Nulla di più lontano dalla dottrina di Nietzsche, può dunque essere rappresentato da quella smania tecnologica che prevede un programma utilitaristico di organizzazione della vita che pervade, oggi più che mai, ogni aspetto della nostra esistenza. Figuriamoci, poi, quanto può essere lontano un tale pensiero dalla barbarie razzista – anch’essa programmatica – di quel nazismo che si era impossessato, pervertondolo, dell’idea del ‘superuomo’ nietzschiano.
L’errore – relativo – di Nietzsche sarebbe stato quello di addebitare questa sclerosi decadentista (la cosiddetta décadence) proprio al cristianesimo o, per meglio dire, a un’interpretazione del cristianesimo che, con il passare dei secoli, ha coinciso con questa considerazione della società servile e rinunciataria, che non vede più il senso del novum perché, con la sua privazione del rischio e del pericolo, non ha più nulla da offrire.
Ma chi potrebbe accusare Gesù di essere stato servile e di non aver cercato il pericolo, pur di far valere le sue idee, cioè pur di mostrare la verità del Padre che consiste – anche – nella libertà dai vincoli della società?
Così, anche nell’apparente suo privilegiare Dioniso su Cristo, soprattutto nella sua opera Così parlò Zarathustra Nietzsche si sforza di scrivere un nuovo tipo di Vangelo, senza però riuscirci, e questo spiegherebbe come mai quest’opera risulti ostica e non coinvolgente come altri suoi scritti, quali La Gaia scienza e La nascita della tragedia.

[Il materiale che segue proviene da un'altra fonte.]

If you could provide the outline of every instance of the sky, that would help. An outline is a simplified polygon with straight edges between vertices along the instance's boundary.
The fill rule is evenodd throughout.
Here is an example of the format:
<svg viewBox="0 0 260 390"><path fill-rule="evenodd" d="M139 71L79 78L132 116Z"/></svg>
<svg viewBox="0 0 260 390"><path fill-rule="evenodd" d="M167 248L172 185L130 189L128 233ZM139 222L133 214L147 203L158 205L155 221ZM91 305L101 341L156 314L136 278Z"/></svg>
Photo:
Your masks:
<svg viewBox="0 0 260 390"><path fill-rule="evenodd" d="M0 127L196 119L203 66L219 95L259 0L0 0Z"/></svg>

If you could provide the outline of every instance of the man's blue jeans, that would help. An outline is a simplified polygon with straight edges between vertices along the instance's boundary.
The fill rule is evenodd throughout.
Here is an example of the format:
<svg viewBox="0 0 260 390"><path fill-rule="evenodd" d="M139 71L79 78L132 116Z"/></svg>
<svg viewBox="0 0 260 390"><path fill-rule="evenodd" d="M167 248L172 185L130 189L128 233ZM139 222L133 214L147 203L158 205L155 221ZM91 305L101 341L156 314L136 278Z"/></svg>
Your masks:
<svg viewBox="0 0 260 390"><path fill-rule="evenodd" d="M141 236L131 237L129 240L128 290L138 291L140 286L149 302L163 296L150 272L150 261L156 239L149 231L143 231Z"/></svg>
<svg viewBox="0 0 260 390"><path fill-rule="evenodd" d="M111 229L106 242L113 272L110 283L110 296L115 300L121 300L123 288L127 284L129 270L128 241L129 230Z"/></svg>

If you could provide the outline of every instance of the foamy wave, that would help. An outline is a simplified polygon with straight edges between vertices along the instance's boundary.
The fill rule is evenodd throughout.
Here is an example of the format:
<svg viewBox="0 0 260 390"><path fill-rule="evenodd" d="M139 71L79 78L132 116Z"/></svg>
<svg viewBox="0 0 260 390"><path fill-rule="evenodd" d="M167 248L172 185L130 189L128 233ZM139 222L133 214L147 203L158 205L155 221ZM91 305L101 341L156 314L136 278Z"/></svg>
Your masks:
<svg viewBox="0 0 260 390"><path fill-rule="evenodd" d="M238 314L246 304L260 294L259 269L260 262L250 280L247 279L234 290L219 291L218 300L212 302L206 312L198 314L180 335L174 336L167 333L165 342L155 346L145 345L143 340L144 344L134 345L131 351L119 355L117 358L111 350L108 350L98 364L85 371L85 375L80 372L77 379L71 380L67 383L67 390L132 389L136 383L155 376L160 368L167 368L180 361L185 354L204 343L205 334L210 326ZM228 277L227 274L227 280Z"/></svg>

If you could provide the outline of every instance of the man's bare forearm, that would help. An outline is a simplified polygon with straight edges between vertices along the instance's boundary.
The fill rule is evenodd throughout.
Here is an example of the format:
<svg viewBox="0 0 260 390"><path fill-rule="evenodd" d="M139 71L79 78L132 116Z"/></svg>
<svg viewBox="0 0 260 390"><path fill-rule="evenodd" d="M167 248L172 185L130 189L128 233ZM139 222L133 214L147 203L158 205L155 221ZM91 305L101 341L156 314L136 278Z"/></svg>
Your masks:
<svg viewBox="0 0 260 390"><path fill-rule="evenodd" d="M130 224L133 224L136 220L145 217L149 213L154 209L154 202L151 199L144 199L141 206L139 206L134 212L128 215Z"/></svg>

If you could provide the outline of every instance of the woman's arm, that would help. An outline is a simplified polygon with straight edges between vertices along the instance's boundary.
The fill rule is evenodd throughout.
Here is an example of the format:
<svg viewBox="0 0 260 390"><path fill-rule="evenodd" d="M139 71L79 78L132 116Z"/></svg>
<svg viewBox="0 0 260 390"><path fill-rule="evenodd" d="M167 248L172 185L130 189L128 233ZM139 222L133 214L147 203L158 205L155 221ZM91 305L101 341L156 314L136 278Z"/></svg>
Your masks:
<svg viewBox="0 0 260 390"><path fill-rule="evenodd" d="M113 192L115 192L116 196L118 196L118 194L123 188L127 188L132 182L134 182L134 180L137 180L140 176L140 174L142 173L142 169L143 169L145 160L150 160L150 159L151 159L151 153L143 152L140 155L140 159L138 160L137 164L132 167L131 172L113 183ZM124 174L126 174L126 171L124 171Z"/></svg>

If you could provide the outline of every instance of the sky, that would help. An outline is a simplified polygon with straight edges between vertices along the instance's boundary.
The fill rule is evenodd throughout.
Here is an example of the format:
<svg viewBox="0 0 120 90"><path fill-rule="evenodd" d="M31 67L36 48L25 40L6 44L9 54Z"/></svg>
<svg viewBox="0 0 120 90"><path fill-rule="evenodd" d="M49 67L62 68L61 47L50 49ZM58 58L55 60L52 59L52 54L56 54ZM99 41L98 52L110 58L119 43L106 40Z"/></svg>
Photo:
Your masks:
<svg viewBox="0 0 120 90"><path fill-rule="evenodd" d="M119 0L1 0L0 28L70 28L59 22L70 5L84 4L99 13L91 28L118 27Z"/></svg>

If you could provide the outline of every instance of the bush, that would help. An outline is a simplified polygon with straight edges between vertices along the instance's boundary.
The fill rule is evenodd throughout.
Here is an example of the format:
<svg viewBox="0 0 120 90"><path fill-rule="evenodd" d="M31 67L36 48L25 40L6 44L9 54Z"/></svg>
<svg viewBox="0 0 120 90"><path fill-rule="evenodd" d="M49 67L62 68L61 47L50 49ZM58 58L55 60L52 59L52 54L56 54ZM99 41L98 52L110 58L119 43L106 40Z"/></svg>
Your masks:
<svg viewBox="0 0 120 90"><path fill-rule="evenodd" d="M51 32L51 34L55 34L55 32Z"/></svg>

Poiché, come afferma un altro filosofo come Gide, Nietzsche “fu geloso del Cristo”.
Ed é con una certa simpatia che, secondo il teologo Jaspers, Nietzsche guarda a Gesù nel suo “dionisiaco” opporsi alla farisaica morale ebraica.
Secondo Jaspers, infatti, nel suo libretto Nietzsche e il cristianesimo “Nietzsche […] si impadronisce deliberatamente di Gesù per sostenere la propria posizione ‘al di là del bene e del male’, il suo amoralismo in lotta contro la morale: ‘Gesù si è schierato contro i censori, voleva essere il distruttore della morale’ (qui Jaspers cita Nietzsche). E ancora: “Gesù diceva: ‘Che cosa ci importa la morale, a noi, figli di Dio?’ ed esplicitamente: ‘Dio come al di là del bene e del male’.
“Nello stesso modo, anche il problema dell’eternità presente, della beatitudine vissuta, che Gesù ha risolto con le sue regole di vita, è un problema che Nietzsche fa proprio.
“La grande figura opposta a Gesù era per Nietzsche Dioniso. Quasi tutte le parole di Nietzsche sono rivolte contro Gesù, in favore di Dioniso. La morte di Gesù sulla croce esprime per lui il declino della vita e costituisce un’accusa contro di essa, mentre Dioniso fatto a pezzi significa per lui la vita che cresce e si rinnova senza posa con tragica allegria. Ma pure, prolungando una sorprendente ambiguità, Nietzsche ha potuto – anche se di rado – far suo l’atteggiamento di Gesù; e addirittura nei biglietti scritti durante la sua follia, così carichi di senso, è arrivato a firmare non solo col nome di Dioniso, ma anche ‘il Crocifisso’”.
Il suo eccesso di cerebralismo, la sua mancata vita sociale e la conoscenza delle donne, le terribili emicranie e la vista scarsa di cui soffriva, la sua stessa vita quasi completamente priva di eventi significativi – se non per l’amicizia, poi titanicamente rifiutata, che lo legava a Wagner – costituiscono, per Nietzsche, la sua croce.
Che lui, quasi eroicamente, sopportava, sognando di quella volontà di potenza e di quel superuomo che lui non poteva, tristemente, poter essere nella sua esistenza.
Ed é questo che, negli ultimi anni della sua lucida follia, lo faceva sentire più affine a Cristo che non al suo fantomatico superuomo.